![iceberg-logo](https://www.apache.org/logos/res/iceberg/iceberg.png)

In [None]:
from pyiceberg import __version__

__version__

## Load NYC Taxi/Limousine Trip Data

For this notebook, we will use the New York City Taxi and Limousine Commision Trip Record Data that's available on the AWS Open Data Registry. This contains data of trips taken by taxis and for-hire vehicles in New York City. We'll save this into an iceberg table called `taxis`.

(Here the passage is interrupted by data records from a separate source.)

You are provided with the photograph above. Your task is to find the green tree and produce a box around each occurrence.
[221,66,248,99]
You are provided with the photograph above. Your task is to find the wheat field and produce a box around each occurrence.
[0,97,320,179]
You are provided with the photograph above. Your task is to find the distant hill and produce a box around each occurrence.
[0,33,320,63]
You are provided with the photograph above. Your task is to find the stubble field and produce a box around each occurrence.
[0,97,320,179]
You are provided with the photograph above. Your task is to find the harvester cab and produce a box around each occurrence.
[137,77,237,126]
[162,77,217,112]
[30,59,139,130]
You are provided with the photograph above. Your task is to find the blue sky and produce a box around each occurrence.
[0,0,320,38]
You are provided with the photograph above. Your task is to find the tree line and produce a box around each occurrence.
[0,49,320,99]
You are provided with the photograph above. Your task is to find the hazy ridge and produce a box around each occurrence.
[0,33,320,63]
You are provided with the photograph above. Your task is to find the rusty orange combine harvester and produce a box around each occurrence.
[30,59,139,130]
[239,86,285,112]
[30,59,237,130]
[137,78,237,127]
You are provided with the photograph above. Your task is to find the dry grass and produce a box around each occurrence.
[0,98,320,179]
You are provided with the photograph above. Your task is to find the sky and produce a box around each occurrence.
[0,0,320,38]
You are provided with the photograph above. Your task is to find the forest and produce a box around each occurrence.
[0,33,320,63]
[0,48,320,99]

First, load the Parquet file using PyArrow:

In [None]:
import pyarrow.parquet as pq

tbl_taxis = pq.read_table('/home/iceberg/data/yellow_tripdata_2021-04.parquet')
tbl_taxis

## Creating the table

Next, create the namespace, and the `taxis` table from the schema that's derived from the Arrow schema:

In [None]:
from pyiceberg.catalog import load_catalog
from pyiceberg.exceptions import NamespaceAlreadyExistsError

cat = load_catalog('default')

try:
    cat.create_namespace('default')
except NamespaceAlreadyExistsError:
    pass

In [None]:
from pyiceberg.exceptions import NoSuchTableError

try:
    cat.drop_table('default.taxis')
except NoSuchTableError:
    pass

tbl = cat.create_table(
    'default.taxis',
    schema=tbl_taxis.schema
)

tbl

## Write the actual data into the table

This will create a new snapshot on the table:

In [None]:
tbl.overwrite(tbl_taxis)

tbl

## Append more data

Let's append another month of data to the table:

In [None]:
tbl.append(pq.read_table('/home/iceberg/data/yellow_tripdata_2021-05.parquet'))

tbl

## Load data into a PyArrow Dataframe

We'll fetch the table using the REST catalog that comes with the setup.

In [None]:
tbl = cat.load_table('default.taxis')

sc = tbl.scan(row_filter="tpep_pickup_datetime >= '2021-05-01T00:00:00.000000'")

In [None]:
df = sc.to_arrow().to_pandas()

In [None]:
len(df)

In [None]:
df.info()

In [None]:
df

In [None]:
df.hist(column='fare_amount')

In [None]:
import numpy as np
from scipy import stats

stats.zscore(df['fare_amount'])

# Remove everything larger than 3 stddev
df = df[(np.abs(stats.zscore(df['fare_amount'])) < 3)]
# Remove everything below zero
df = df[df['fare_amount'] > 0]

In [None]:
df.hist(column='fare_amount')

# DuckDB

Use DuckDB to Query the PyArrow Dataframe directly.

In [None]:
%load_ext sql
%config SqlMagic.autopandas = True
%config SqlMagic.feedback = False
%config SqlMagic.displaycon = False
%sql duckdb:///:memory:

In [None]:
%sql SELECT * FROM df LIMIT 20

In [None]:
%%sql --save tip_amount --no-execute

SELECT tip_amount
FROM df

In [None]:
%sqlplot histogram --table df --column tip_amount --bins 22 --with tip_amount


In [None]:
%%sql --save tip_amount_filtered --no-execute

WITH tip_amount_stddev AS (
    SELECT STDDEV_POP(tip_amount) AS tip_amount_stddev
    FROM df
)

SELECT tip_amount
FROM df, tip_amount_stddev
WHERE tip_amount > 0
  AND tip_amount < tip_amount_stddev * 3

In [None]:
%sqlplot histogram --table tip_amount_filtered --column tip_amount --bins 50 --with tip_amount_filtered


# Iceberg ❤️ PyArrow and DuckDB

This notebook shows how you can load data into a PyArrow dataframe and query it using DuckDB easily. Iceberg allows you to take a slice out of the data that you need for your analysis, while reducing the time that you have to wait for the data and without polluting the memory with data that you're not going to use.